Setting vocational training free
State-run TAFEs need autonomy for vocational education to thrive, but government control is tightening and will only hide system problems.
The problems facing vocational education in Australia are well known and serious – falling per student funding, regulatory failures, student VET FEE-HELP rorts – but the instinct of some state governments to take greater control and centralise their public TAFEs won’t work.
Across state and territory governments, with the exception of Victoria, public TAFE is losing autonomy and being merged into conglomerates which means they can be more easily controlled by state departments. The idea is that it will make the TAFEs more efficient, but that is misguided.
What we need to do is give TAFEs more independence so they can thrive as businesses in the more open markets for training subsidies. That would put new onus on governments to take responsibility for gaps in services when the market fails. It would force governments to provide targeted funding to support the diverse needs of students, industry and the regions that could then be met by diverse and autonomous providers.
In what is the first attempt to classify Australia’s vocational sector, we at the LH Martin Institute have produced detailed profiles of 35 public and private providers who are among the biggest providers in the country of publicly funded VET. One of the key findings is that across NSW, Queensland, South Australia and Western Australia, TAFEs are becoming conglomerates under centralised corporate structures.
But a large conglomerate doesn’t mean it will be more efficient.
It may mean less managers at the top levels, but often those managers will simply be paid a lot more, and in my experience, in larger organisations it is the corporate and administrative staff numbers that grow while pressure is put on teaching staff to reduce costs.
Larger organisations are also ineffective. It is true that organisations have a critical size, but wholesale mergers aren’t useful. The entities become too big. The end result will be that students and industry will lose out. Service levels and quality will decline as the conglomerate TAFE simply makes do with less.
The benefits of autonomy are obvious in Victoria where there are 12 independent TAFEs and 4 Dual Sector Universities. Our profiling makes it clear that it is the Victorian TAFEs who have had higher levels of autonomy over a long period that have grown international student markets, and are rapidly expanding their higher education delivery.
For example, Victoria’s specialist hospitality TAFE William Angliss has a strong international reputation. In contrast South Australia’s similar Regency TAFE had an equally strong reputation but it has been lost in the larger TAFE SA conglomerate. TAFE in Western Australia had Institutes with strong brands and industry focus such as Challenger and Central and this is being lost. And in Western Australia the TAFE sector is actively discouraged from maintaining international business and from expanding into higher education.
Outside Victoria, TAFEs increasingly lack control over their assets and their employees. As TAFEs become conglomerates, management decision-making will inevitably be pushed upwards away from the staff that are closest to students and industry partners. It means these organisations will become less responsive to the needs to those they are serving.
local and industry connection
A TAFE conglomerate will also struggle to maintain the close relations with industry that is the hallmark of the sector. Industry has a real say in TAFE qualifications and assessment, and many TAFE students are working in their industries while they study. But when there is a restructure and an amalgamation, business and industry relationships are lost as key staff are moved or removed.
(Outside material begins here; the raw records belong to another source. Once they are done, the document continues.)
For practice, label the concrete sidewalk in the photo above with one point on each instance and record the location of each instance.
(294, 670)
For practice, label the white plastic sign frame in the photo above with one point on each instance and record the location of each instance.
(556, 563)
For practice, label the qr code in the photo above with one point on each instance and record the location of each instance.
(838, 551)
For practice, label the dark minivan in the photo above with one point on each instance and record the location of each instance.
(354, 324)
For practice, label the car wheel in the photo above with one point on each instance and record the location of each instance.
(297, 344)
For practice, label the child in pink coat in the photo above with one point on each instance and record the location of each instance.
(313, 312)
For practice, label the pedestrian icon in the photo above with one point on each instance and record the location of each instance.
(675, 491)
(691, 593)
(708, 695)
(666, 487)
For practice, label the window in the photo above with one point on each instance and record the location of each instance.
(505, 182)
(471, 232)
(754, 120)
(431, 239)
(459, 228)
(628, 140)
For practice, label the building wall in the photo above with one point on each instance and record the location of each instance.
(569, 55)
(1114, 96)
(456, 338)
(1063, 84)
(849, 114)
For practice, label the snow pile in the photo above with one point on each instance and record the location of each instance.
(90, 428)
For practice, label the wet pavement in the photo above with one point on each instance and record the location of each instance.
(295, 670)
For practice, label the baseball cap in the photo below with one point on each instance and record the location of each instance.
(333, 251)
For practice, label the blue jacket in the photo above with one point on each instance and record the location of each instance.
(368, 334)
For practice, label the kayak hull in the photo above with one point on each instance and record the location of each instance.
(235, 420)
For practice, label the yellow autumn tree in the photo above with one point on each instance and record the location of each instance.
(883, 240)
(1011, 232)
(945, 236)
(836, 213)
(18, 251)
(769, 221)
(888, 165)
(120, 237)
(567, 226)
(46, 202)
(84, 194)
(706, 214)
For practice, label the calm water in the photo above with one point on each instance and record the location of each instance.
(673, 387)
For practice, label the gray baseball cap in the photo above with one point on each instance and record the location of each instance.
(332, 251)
Regional communities will also be worse off as local TAFEs are taken into larger, metropolitan-based organisations. There will be a reduction in regional face-to-face provision because of cost, and regional campuses will be closed and students will be expected to travel into the suburbs and cities to access TAFE.
A sector dominated by fewer conglomerate TAFEs will also be less innovative. Having a mix of TAFE chief executives is healthier because it means there is more room for new ideas to be tested. And having the odd maverick chief executive is a good thing. Systems need people prepared to think differently.
There is of course legitimate concern that if TAFEs are free to be entrepreneurial and to make decisions based on what is good for the business, then community service for which there isn’t a business case will be sacrificed. This might be a regional campus or a low margin course. But the problem is a lack of funding, not a consequence of autonomy. An autonomous TAFE could actually better highlight the problem when otherwise it would be hidden within a struggling conglomerate where political pressure can keep it hidden.
A more autonomous and diverse system will put pressure on government to put its money where it’s mouth is and provide the diverse funding streams that are needed to attract diverse and innovative providers that can deliver the services the community is demanding.
Associate Professor Ruth Schubert is a former Director, Business Transformation at TAFE SA.
Co-published with The Australian newspaper.